State transitions in physiologic systems: a complexity model for loss of consciousness

J P Cammarota, Jr and B Onaral
IEEE transactions on biomedical engineering, v 45(8), pp 1017-1023
Aug 1998
PMID: 9691576

Abstract

Models, Cardiovascular Unconsciousness - physiopathology Humans Reticular Formation - physiology Stress, Physiological - physiopathology Models, Neurological Acceleration Chi-Square Distribution Nonlinear Dynamics Cluster Analysis Ischemic Attack, Transient - physiopathology
Complex physiologic systems in which the emergent global (observable) behavior results from the interplay among local processes cannot be studied effectively by conventional mathematical models. In contrast to traditional computational methods which provide linear or nonlinear input-output data mapping without regard to the internal workings of the system, complexity theory offers scientifically and computationally tractable models which take into account microscopic mechanisms and interactions responsible for the overall input-output behavior. This article offers a brief introduction to some of the tenets of complexity theory and outlines the process involved in the development and testing of a model that duplicates the global dynamics of the induction of loss of consciousness (LOC) in humans due to cerebral ischemia.
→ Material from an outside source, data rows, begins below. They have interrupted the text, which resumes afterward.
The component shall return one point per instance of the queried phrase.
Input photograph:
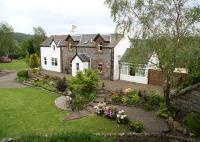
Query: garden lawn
(26, 111)
(15, 65)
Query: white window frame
(45, 60)
(54, 61)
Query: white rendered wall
(137, 79)
(49, 53)
(82, 65)
(119, 50)
(153, 62)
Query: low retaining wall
(187, 100)
(135, 137)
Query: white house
(137, 72)
(80, 62)
(50, 57)
(72, 53)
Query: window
(124, 69)
(45, 60)
(54, 61)
(132, 71)
(54, 47)
(70, 46)
(140, 72)
(77, 66)
(100, 67)
(100, 46)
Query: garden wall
(135, 137)
(188, 99)
(156, 77)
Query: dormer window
(100, 46)
(70, 46)
(54, 47)
(100, 67)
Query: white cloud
(56, 17)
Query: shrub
(78, 103)
(67, 137)
(136, 126)
(152, 100)
(164, 111)
(116, 98)
(85, 82)
(23, 74)
(61, 85)
(34, 61)
(110, 112)
(192, 122)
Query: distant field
(26, 111)
(15, 65)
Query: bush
(85, 82)
(23, 74)
(34, 61)
(136, 126)
(116, 98)
(192, 122)
(61, 85)
(152, 100)
(67, 137)
(164, 111)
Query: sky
(58, 16)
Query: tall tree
(38, 37)
(7, 40)
(169, 27)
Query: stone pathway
(8, 81)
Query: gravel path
(8, 81)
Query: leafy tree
(170, 28)
(38, 37)
(7, 40)
(34, 61)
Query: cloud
(56, 17)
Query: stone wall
(187, 100)
(134, 137)
(156, 77)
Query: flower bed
(46, 82)
(148, 100)
(111, 112)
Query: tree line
(11, 45)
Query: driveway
(8, 81)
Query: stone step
(90, 109)
(72, 116)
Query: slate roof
(84, 40)
(83, 57)
(58, 39)
(135, 56)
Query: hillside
(21, 36)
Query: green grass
(14, 65)
(27, 111)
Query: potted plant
(122, 117)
Under the broad definition of complexity, we view the brain of humans as a complex system. Successful development of a model for this complex system requires careful combination of basic knowledge of the physiological system both at the local (microscopic) and global (macroscopic) levels with experimental data and the appropriate mathematical tools. It represents an attempt to develop a model that can both replicate human data and provide insights about possible underlying mechanisms.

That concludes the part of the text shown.